Brick by Brick demonstrated that physics-informed reasoning changes the nature of the agent's output in ways that go beyond structural metrics. Stage 3 does not just build more stable structures — it builds fewer bricks to do so, follows its own plans more faithfully, and generalizes to shapes it has never seen by reasoning from physical first principles rather than recalling memorized patterns. The hypothesis holds: grounding the model in physical reality produces feasible geometries with fewer hallucinations, and that same grounding makes the agent's logic visible enough for a designer to challenge and redirect it.
What the results also clarify, with equal precision, is where the current limits lie. The same reasoning that makes structures sound and outputs legible is what consumes 95% of the agent's token budget, introduces generation latency of up to 40 minutes per structure, and — beyond a threshold — pushes designers back into passive disengagement not from mistrust but from exhaustion. Moderate reasoning increases engagement. Excessive reasoning reduces it. The system resolved the physics gap and opened a latency gap in its place.

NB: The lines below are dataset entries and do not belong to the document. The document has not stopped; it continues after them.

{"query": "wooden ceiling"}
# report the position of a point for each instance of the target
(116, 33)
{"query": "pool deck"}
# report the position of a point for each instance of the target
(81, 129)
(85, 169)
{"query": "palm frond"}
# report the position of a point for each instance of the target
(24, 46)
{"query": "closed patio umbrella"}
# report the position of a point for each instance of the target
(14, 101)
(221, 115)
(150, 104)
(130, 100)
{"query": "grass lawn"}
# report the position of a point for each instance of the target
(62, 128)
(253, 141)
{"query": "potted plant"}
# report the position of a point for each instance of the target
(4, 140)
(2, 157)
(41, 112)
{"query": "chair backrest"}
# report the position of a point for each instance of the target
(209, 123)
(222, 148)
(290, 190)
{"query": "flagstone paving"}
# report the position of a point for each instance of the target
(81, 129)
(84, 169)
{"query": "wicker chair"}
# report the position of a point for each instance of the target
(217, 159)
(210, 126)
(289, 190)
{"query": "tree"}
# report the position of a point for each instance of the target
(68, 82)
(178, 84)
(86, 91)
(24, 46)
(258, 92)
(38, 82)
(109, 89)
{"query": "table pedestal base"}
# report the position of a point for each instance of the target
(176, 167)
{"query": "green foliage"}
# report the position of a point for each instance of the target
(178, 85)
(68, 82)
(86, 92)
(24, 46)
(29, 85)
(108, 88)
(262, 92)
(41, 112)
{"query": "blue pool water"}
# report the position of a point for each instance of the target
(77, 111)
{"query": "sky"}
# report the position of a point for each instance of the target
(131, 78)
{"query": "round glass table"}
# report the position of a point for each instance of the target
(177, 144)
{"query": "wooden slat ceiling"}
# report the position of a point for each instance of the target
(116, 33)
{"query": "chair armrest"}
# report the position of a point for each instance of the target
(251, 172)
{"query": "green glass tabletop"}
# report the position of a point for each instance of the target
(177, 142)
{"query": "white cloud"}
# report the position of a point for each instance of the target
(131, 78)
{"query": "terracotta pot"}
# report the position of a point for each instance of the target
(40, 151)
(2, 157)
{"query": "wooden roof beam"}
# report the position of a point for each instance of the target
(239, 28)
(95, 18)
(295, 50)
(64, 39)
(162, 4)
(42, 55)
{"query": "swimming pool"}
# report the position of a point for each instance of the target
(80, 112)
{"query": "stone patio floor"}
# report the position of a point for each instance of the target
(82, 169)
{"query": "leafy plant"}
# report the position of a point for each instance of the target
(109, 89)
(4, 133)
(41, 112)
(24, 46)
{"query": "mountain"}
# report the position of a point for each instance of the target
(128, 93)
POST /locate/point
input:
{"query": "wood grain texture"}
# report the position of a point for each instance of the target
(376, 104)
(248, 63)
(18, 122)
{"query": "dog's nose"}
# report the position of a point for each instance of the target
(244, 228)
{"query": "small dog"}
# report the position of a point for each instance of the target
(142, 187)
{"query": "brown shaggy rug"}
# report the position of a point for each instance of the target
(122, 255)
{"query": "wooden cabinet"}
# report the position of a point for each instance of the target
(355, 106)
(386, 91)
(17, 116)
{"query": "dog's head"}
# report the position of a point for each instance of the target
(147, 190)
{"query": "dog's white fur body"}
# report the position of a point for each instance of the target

The path forward from here is not to reduce reasoning but to reorganize how it is delivered and when. The per-brick rationale is most valuable not as dense continuous text but as structured, on-demand information surfaced at the moment the designer needs it — which is precisely what the per-brick reasoning panel in the interface began to demonstrate. Combining inference-time optimization with a more legible reasoning interface is what separates a promising research prototype from a practical collaborative tool. The physics is now inside the model. The next problem is time.